Ad esempio, sono prive di effetto quelle clausole che permettono al committente di modificare in maniera unilaterale le condizioni del contratto, così come quelle che spostano i termini del pagamento al periodo successivo ai 60 giorni.

Venendo a mancare queste clausole, è quasi impossibile che il lavoratore autonomo venga sfruttato e nella maggior parte dei casi non sarà privato del giusto compenso che gli spetta.

Lo stesso Jobs Act autonomi quindi vieta l’introduzione delle condizioni contrattuali che possono essere definite come “ingiustificatamente gravose e discriminatorie” per i liberi professionisti, comportando uno squilibrio del rapporto contrattuale.

A tal proposito il CNDCEC ha definito queste clausole come “vessatorie”, così come quelle che impongono al libero professionista di “anticipare le spese”, ne “escludono il rimborso” oppure stabiliscono la “gratuità di alcune attività”.

CNDCEC: “Adesso bisogna attuare le nuove norme”

Per il Consiglio quindi il lavoro dei liberi professionisti è già tutelato, almeno sulla carta.

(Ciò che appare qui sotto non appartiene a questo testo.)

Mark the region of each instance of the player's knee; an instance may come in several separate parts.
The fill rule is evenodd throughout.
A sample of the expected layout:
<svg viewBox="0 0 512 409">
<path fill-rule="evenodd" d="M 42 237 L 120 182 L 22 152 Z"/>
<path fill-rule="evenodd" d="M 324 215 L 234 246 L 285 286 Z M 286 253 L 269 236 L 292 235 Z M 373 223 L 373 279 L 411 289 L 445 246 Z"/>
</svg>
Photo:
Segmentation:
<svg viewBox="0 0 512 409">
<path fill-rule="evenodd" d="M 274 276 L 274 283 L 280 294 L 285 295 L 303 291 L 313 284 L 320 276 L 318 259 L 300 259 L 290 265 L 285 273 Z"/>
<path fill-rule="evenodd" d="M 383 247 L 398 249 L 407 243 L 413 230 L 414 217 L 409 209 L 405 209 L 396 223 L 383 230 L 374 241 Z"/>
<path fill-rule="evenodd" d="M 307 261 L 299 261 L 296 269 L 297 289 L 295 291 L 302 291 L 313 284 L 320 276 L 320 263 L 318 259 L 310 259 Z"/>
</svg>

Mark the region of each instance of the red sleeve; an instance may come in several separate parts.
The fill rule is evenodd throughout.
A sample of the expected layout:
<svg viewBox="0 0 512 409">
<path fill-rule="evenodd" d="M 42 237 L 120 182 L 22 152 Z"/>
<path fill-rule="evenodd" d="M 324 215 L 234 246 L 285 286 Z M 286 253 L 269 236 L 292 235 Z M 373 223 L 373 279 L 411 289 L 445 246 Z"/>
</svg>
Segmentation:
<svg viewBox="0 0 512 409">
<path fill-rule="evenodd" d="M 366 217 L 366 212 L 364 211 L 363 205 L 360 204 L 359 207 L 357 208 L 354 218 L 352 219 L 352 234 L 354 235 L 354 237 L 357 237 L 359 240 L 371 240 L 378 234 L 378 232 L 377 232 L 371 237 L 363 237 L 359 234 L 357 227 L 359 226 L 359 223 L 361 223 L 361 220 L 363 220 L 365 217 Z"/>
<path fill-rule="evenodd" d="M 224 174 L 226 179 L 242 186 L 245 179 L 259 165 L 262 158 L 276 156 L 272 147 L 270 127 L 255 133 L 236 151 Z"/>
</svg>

Il Jobs Act autonomi, infatti, stabilisce in maniera chiara la nullità delle clausole vessatorie prevedendo anche il diritto al risarcimento danni per il professionista.

Ecco perché non è necessario discutere di eventuali leggi ad hoc - come appunto il ddl Sacconi - dal momento che una norma che tutela il lavoro di avvocati e commercialisti esiste già e adesso deve essere solamente riconosciuta e attuata.

Per far sì che questo accada il segretario nazionale del CNDCEC - Achille Coppola - ha dichiarato di essere pronto a costituire una “task force centrale” con l’obiettivo di fornire consulenza su base territoriale e - soprattutto - di segnalare all’Antitrust eventuali condotte lesive nei confronti dei liberi professionista messe in atto da grandi operatori che si trovano in una posizione di forza, come ad esempio le banche e le assicurazioni.